Universidad de defensa: Universidade de Santiago de Compostela

Fecha de defensa: 04 de febrero de 2016

Departamento:
  1. Departamento de Filología Inglesa y Alemana

Tipo: Tesis

Teseo: 408412 DIALNET

Resumen

This thesis analyses the metaphysical concerns of the British novelist William Golding through the prism of Arthur Schopenhauer´s philosophy. Using this theoretical framework makes it possible to bring together a series of metaphysical elements that appear in Golding´s works and that previous interpretations have failed to connect with each other.
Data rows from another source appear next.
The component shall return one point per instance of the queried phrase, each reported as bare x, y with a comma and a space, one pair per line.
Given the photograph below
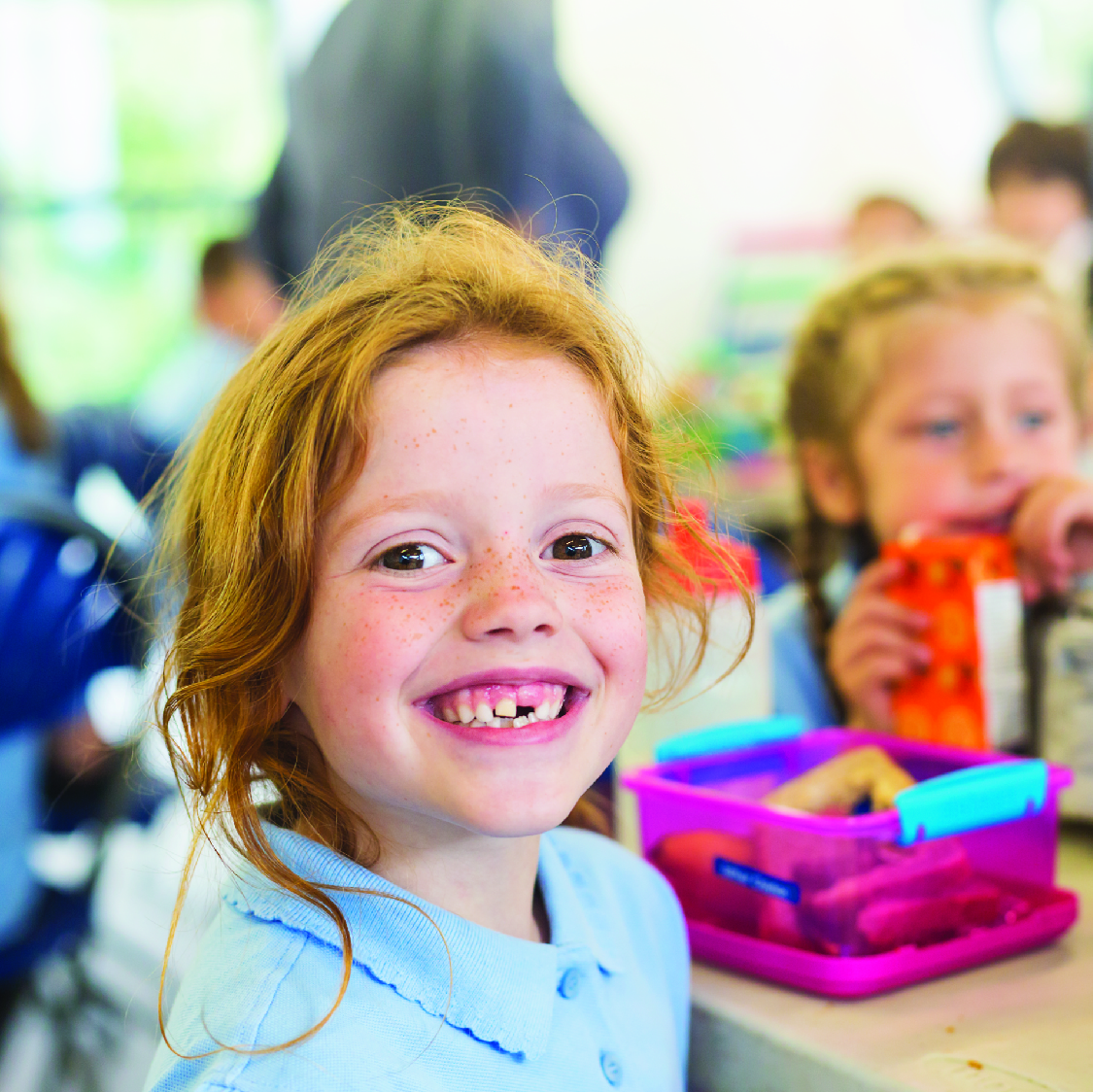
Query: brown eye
410, 557
575, 548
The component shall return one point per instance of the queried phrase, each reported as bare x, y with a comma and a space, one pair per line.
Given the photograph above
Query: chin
523, 819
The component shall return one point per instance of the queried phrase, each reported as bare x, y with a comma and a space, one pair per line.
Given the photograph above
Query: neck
490, 881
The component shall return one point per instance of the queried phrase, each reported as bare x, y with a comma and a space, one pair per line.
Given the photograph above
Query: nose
509, 600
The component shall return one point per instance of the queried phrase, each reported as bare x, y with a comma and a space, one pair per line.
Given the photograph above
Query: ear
831, 482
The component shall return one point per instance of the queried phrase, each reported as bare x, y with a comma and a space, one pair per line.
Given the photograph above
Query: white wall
749, 114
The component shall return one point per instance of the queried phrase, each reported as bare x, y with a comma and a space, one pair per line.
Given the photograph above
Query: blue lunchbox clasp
969, 800
732, 735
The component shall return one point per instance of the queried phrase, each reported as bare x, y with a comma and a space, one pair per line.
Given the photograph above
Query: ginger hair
286, 439
838, 359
After offering an overview of those readings and of Schopenhauer’s theory, I examine the aspects of Golding’s novels that coincide it. Thus, I deal with the kinds of knowledge — rational and non-rational — available to his characters, and their capacity to reach the metaphysical side of the world. Next I discuss Golding’s treatment of the descriptions of the world provided by science, art and religion. Religion focuses on the essence of the world, often conceptualising it as will. Since this essential will is an amoral urge which cannot be satisfied and in which our inborn and unchangeable character is rooted, Golding presents human life as characterised by mutual aggression and pain. Despite offering several ways of avoiding suffering — aesthetic contemplation, compassionate altruism, death and social repression — he suggest that, with the exception of death, they can only mitigate pain, never put an end to it; hence Golding’s pessimistic rejection of utopian solutions. All of these aspects of his novels coincide with Schopenhauer’s philosophy. However, Golding gradually introduces a series of elements that diverge from the world view to which Schopenhauer gave philosophical expression: Golding begins by contemplating the possibility of choosing what to will; then he questions the possibility of knowing the essence of the world; finally, he opens the door to utopia. Apart from these, the novels contain another element that is not included in Schopenhauer’s model: the divinity. I finish my discussion exploring its place in Golding’s works.